To help with future open source coding efforts, the experts investigated the following questions:

  • If we allow the models access to everything we know now, how well do they fit the data from the past?
  • If we only allow the models access to data up until the end of April, how well would their predictions have held up until mid June?
  • Are the models broadly in agreement over the future, or are the projections wildly different?

They scrutinised three models: the Imperial CovidSim , the Institute for Disease Modeling Covasim , and the Stanford/Stripe Modeling Covid-19 (MC-19) , running projections on six American states “where the epidemic is fairly far advanced”: California, Illinois, Massachusetts, Michigan, New Jersey, and New York.

Models found to work

Among the review’s finding are that: “Imperial CovidSim does a good job predicting the future, with IDM and MC-19 being less predictive, but still well within the bounds of credibility.”

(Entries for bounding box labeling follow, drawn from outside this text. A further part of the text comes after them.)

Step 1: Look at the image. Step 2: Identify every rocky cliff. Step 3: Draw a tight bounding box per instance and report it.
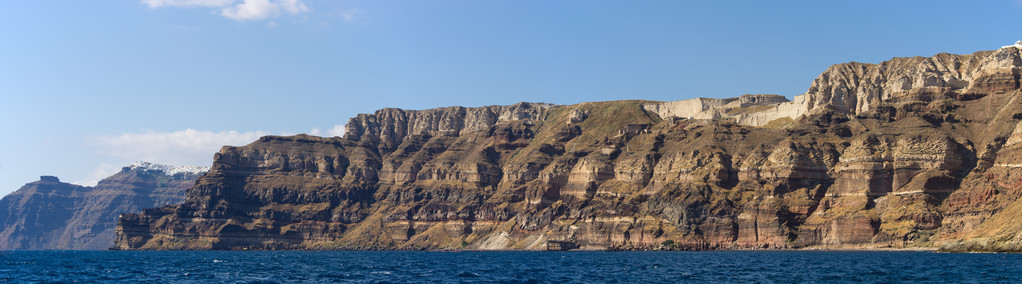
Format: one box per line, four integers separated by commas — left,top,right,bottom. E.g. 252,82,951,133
0,162,205,250
115,47,1022,250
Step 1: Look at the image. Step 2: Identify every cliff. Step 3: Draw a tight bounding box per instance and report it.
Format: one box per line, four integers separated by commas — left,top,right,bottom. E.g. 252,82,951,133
0,163,204,250
115,47,1022,250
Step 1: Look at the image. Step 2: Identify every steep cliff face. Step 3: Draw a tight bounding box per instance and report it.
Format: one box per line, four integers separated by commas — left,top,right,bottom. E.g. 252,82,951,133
115,48,1022,249
0,163,200,249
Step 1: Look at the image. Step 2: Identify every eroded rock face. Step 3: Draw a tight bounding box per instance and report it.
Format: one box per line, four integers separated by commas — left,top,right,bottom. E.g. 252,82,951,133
0,164,200,249
117,48,1022,249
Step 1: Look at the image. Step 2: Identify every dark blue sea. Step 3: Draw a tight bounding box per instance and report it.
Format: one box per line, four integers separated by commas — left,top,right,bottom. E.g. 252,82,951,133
0,251,1022,283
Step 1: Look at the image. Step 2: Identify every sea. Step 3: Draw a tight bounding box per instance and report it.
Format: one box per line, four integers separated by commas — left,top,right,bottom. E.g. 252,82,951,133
0,250,1022,283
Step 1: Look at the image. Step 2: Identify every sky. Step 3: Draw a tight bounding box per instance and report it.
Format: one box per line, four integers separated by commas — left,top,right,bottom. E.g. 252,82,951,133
0,0,1022,195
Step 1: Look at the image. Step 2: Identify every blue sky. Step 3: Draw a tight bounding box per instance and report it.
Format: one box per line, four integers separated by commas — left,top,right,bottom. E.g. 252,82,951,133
0,0,1022,194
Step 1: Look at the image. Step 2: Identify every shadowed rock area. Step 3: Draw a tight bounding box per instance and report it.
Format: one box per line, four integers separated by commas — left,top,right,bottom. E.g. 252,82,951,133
115,47,1022,250
0,163,201,249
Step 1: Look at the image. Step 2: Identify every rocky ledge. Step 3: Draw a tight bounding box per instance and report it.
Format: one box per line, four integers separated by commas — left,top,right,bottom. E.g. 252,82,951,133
115,47,1022,250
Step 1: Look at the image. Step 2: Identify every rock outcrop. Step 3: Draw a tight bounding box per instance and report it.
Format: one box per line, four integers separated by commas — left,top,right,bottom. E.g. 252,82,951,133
0,162,205,250
115,47,1022,250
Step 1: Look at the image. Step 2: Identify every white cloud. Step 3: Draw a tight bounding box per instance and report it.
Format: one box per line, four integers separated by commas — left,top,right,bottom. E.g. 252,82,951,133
89,129,270,166
326,125,344,137
309,125,344,137
73,163,121,186
142,0,312,21
142,0,236,8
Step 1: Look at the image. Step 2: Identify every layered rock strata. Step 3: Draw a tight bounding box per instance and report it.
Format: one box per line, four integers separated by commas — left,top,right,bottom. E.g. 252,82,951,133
115,47,1022,250
0,162,205,250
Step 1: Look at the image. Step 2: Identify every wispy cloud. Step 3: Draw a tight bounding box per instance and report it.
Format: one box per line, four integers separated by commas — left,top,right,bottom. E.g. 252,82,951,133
88,129,270,166
309,125,344,137
340,9,362,21
73,163,121,186
142,0,312,21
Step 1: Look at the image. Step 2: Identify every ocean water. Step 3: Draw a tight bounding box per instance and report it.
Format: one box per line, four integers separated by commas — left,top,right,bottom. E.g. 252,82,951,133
0,251,1022,283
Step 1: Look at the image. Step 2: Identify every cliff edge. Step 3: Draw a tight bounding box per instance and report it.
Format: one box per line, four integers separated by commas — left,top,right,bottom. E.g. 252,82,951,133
115,47,1022,250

They added: “Examining the average mean loss over all six states (on the y-axis), we can see that Imperial CovidSim both has the best historical fit, and the most accurate projections.”

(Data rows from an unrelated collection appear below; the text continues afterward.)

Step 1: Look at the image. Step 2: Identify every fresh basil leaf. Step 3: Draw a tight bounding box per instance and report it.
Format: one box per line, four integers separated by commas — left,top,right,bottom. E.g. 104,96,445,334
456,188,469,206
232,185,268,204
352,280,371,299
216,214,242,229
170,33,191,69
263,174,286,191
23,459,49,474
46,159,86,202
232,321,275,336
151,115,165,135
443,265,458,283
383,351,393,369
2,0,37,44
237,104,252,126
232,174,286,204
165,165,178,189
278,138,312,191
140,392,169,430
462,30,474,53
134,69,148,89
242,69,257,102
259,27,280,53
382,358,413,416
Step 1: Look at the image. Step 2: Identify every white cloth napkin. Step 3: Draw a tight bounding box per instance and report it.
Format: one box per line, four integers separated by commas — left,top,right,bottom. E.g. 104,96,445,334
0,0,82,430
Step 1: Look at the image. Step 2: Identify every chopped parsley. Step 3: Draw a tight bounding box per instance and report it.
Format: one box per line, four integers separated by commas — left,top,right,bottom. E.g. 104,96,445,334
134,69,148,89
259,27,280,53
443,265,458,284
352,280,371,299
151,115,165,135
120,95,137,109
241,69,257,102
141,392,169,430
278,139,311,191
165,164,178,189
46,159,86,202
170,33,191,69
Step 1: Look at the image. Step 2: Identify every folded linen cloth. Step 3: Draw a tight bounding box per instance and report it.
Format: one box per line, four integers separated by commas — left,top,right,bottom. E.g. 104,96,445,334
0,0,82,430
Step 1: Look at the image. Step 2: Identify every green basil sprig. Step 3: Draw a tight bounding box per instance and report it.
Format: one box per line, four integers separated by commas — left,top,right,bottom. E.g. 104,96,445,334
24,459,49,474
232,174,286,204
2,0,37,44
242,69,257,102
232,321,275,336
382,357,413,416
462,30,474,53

Imperial CovidSim's Massachussetts model was found to be “remarkably accurate, correctly anticipating the future trajectory of the epidemic”

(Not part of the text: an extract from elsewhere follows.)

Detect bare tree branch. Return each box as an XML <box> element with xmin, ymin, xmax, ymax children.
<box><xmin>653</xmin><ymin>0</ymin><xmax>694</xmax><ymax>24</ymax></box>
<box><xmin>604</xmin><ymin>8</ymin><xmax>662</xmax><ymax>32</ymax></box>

While the Imperial model proved most accurate, the team emphasise that all three are of great value: “The importance of these models, however, is that they are not just for predicting the outcome when we stay the course with current policies: they allow us to experiment with scenarios that did not yet happen. Anyone can freely try out new mitigation strategies, and examine their effects far into the future. Society at large should carefully consider such projections under different hypothetical scenarios. The models had it right for the past six weeks, so it’s quite possible they will be right for the next six months.”

The GitHub team have also started to develop the Covid Modeling UI :  “a single UI, where the same scenario of interventions can be run through multiple models. With every model added to the UI, the combined value of the models increases, for experts, for policy makers, and for the public at large. Anyone will be able to run experiments like that reported here, for any number of geographies.”